Sterculia Was Frequent, And We Collected A Great
Quantity Of Its Ripe Seeds.
We passed several dry swamps, surrounded with
tea-tree thickets, and heaps of fresh water mussel shells.
A rich
iron-stone rock cropped out frequently; its surface had the appearance of
having been netted.
In a tract of broad-leaved tea-tree forest, we came to a watercourse,
which led us to a fine creek surrounded with Pandanus and drooping
tea-trees, and containing a chain of deep water-holes in its bed. Its
course was from west to east.
Sept. 20. - We removed our camp to the creek I had found last night, about
nine miles north-west from the Robinson. On our way, we saw two flocks of
emus, and Spring caught one of the birds. According to Charley, who is a
native of Bathurst, the emus of this part of the country are much smaller
than those of his country, which frequently yield from two to three
gallons of oil; but very few of the gulf emus contained fat enough to fry
their own liver; and their skin was as dry as that of the native dog. A
similar difference has been observed in the bustard, which, at the gulf,
rarely weighed more than three pounds and a half; whereas individuals of
twenty and twenty-eight pounds weight have been shot to the southward.
I succeeded here in cooking the seeds of Sterculia, which had recently
been gathered; first by separating them from their prickly husks, and
roasting them slightly, and then pounding and boiling them for a short
time. They produced not only a good beverage with an agreeable flavour,
but ate well and appeared to be very nourishing. They contained a great
quantity of oil.
Brown caught an Agama, of a light yellowish colour, about a foot long.

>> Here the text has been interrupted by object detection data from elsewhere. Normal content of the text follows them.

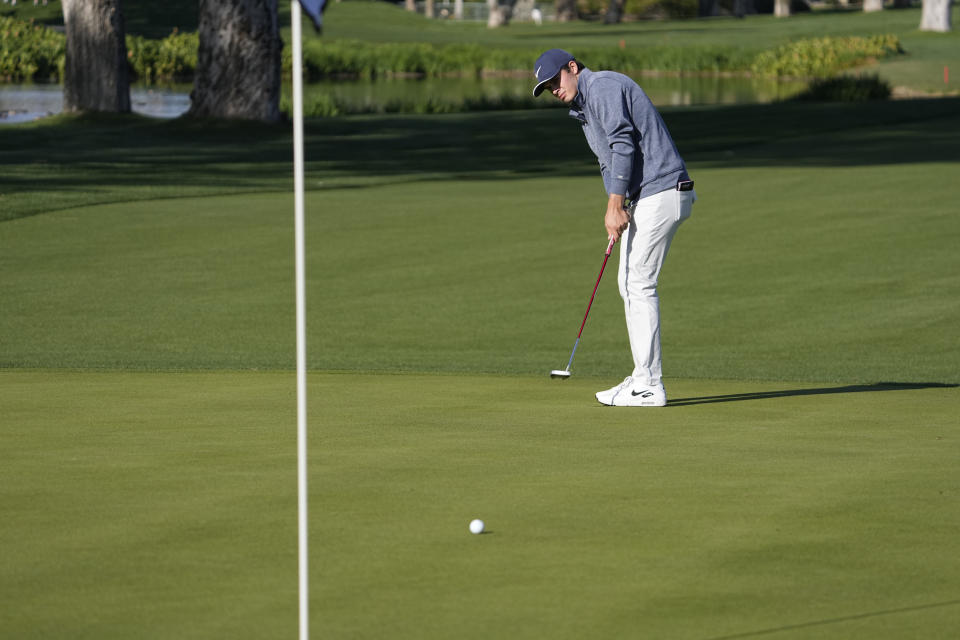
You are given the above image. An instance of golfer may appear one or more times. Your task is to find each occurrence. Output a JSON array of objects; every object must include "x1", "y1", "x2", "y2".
[{"x1": 533, "y1": 49, "x2": 696, "y2": 407}]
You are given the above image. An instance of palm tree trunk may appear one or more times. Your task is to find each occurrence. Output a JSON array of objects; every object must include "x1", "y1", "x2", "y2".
[{"x1": 63, "y1": 0, "x2": 130, "y2": 113}]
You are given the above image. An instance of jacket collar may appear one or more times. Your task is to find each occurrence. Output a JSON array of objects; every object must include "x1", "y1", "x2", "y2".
[{"x1": 570, "y1": 67, "x2": 593, "y2": 122}]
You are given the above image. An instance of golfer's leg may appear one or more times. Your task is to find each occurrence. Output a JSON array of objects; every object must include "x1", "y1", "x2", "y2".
[{"x1": 619, "y1": 190, "x2": 691, "y2": 386}]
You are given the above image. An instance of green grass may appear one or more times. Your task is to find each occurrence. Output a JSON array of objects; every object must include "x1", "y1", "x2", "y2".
[
  {"x1": 0, "y1": 85, "x2": 960, "y2": 640},
  {"x1": 7, "y1": 0, "x2": 960, "y2": 95},
  {"x1": 0, "y1": 371, "x2": 960, "y2": 639}
]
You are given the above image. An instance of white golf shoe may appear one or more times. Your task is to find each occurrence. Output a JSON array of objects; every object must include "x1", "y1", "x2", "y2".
[{"x1": 597, "y1": 376, "x2": 667, "y2": 407}]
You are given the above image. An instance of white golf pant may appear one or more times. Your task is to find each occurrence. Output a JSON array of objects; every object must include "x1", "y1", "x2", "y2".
[{"x1": 618, "y1": 189, "x2": 697, "y2": 386}]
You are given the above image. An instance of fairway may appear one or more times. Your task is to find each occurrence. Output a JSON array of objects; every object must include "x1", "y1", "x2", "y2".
[
  {"x1": 0, "y1": 371, "x2": 960, "y2": 639},
  {"x1": 0, "y1": 89, "x2": 960, "y2": 640}
]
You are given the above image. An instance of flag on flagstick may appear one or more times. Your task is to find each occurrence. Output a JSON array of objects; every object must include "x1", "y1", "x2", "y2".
[{"x1": 300, "y1": 0, "x2": 327, "y2": 31}]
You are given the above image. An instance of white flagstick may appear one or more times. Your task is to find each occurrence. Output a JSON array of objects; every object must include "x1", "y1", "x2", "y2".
[{"x1": 290, "y1": 0, "x2": 310, "y2": 640}]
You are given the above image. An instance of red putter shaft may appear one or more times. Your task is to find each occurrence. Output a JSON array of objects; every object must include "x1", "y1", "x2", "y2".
[{"x1": 577, "y1": 236, "x2": 617, "y2": 340}]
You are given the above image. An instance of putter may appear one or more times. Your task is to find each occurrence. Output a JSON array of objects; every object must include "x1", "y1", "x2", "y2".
[{"x1": 550, "y1": 236, "x2": 617, "y2": 380}]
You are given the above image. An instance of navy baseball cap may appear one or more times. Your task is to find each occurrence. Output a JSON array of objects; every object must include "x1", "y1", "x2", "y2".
[{"x1": 533, "y1": 49, "x2": 574, "y2": 98}]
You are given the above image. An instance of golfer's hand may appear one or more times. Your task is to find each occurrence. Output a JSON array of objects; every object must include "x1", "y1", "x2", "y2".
[{"x1": 603, "y1": 195, "x2": 630, "y2": 240}]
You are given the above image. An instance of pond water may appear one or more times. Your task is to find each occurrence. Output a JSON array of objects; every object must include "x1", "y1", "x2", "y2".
[{"x1": 0, "y1": 76, "x2": 806, "y2": 124}]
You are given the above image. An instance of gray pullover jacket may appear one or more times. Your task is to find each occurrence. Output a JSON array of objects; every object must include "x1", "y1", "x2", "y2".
[{"x1": 570, "y1": 68, "x2": 690, "y2": 200}]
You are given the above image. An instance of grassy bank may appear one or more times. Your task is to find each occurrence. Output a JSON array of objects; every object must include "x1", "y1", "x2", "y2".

The nights had been generally cloudy, with the exception of the last,
which was clear with heavy dew. The days were very hot before the setting
in of the sea breeze, which now generally took place at half past eleven.
But the refreshing breeze was little felt in the close stringy-bark
forest, which, with the dust rising under our bullocks' feet, rendered
the heat almost suffocating.
Sept. 21. - Our journey to-day was in a N. 50 degrees W. direction for
about eleven miles, through stringy-bark forest, in which the Melaleuca
and the Cypress pine were either scattered, or formed small patches of
forest. We then crossed a shallow sandy creek surrounded with thickets of
Cypress pine; passed some broad-leaved tea-tree forest, and came to a
fine open country timbered with tea-tree, and, farther on, with box and
white gum. After fifteen miles, our course was intercepted by the largest
salt-water river we had yet seen, and we turned at once to the W.S.W. in
order to head it. Deep hollows surrounded by tea-trees, but quite dry,
extended parallel to the river. We observed several islands in the river;
and it was joined by some deep creeks filled with salt water at their
lower parts, but dry higher up. The whole country was equally open and
well grassed. The leguminous Ironbark, the white-barked tree of the Abel
Tasman, the fig tree, and Sterculia in fruit, grew in the forest; and the
white water-gum in the hollows, the drooping tea-tree at the level of the
freshes, and a species of salt-water Casuarina below it.
I called this river the "Macarthur," in acknowledgment of the liberal
support my expedition received from Messrs. James and William Macarthur
of Cambden.
When we were passing through the stringy-bark forest, about four or five
miles from the camp of the 20th, we heard the calls of some natives
behind us, and I stopped our train to ascertain what they wanted: they
were soon perceived running after us, and, when they were sufficiently
near, I dismounted and advanced slowly to have a parley, and was met by
an old man with three or four young fellows behind him. As soon as he saw
that I intended to make him a present, he prepared one in return; and
when I gave him some rings and buckles, he presented me with some of the
ornaments he wore on his person. As our confidence in each other was thus
established, some of my companions and several others of the natives came
up, and we exchanged presents in a very amicable manner. They were all
well made, good looking men; and one young man, whose body was coloured
red, was even handsome, although his expression was somewhat wild and
excited. All of them seemed to have been circumcised. Charley told me
afterwards, that, at my first approach, some of them held their
bommerangs ready to throw, but I do not think that it was more than a
simple attitude of defence, in case I should have proved the aggressor.
On my inquiring about water, they pointed in the direction which we were
going, and seemed to say, "It is far, but it is large; Baco! Baco!
Umara!" they frequently repeated with emphasis. John also told me that an
old man had made signs of a large water, but not fit to drink, and was
very anxious for us to change our course, Mr. Roper had understood the
same. But, as long as we were ignorant what was before us, the pantomime
and words of the natives enabled us to form but very vague and hopeless
guesses. It was easy to understand them, when we knew the reality. These
natives must have had some intercourse with white men, or Malays, for
they knew the use of a knife, and valued it so highly, that one of them
offered a gin for one. They appeared equally acquainted with the use of
our fire-arms. No doubt they had seen the Malays, and probably some had
accompanied them to the islands; as it is a common custom of the Malays
to take natives home with them, that they may become friendly to them
when fishing for trepang at this part of the gulf.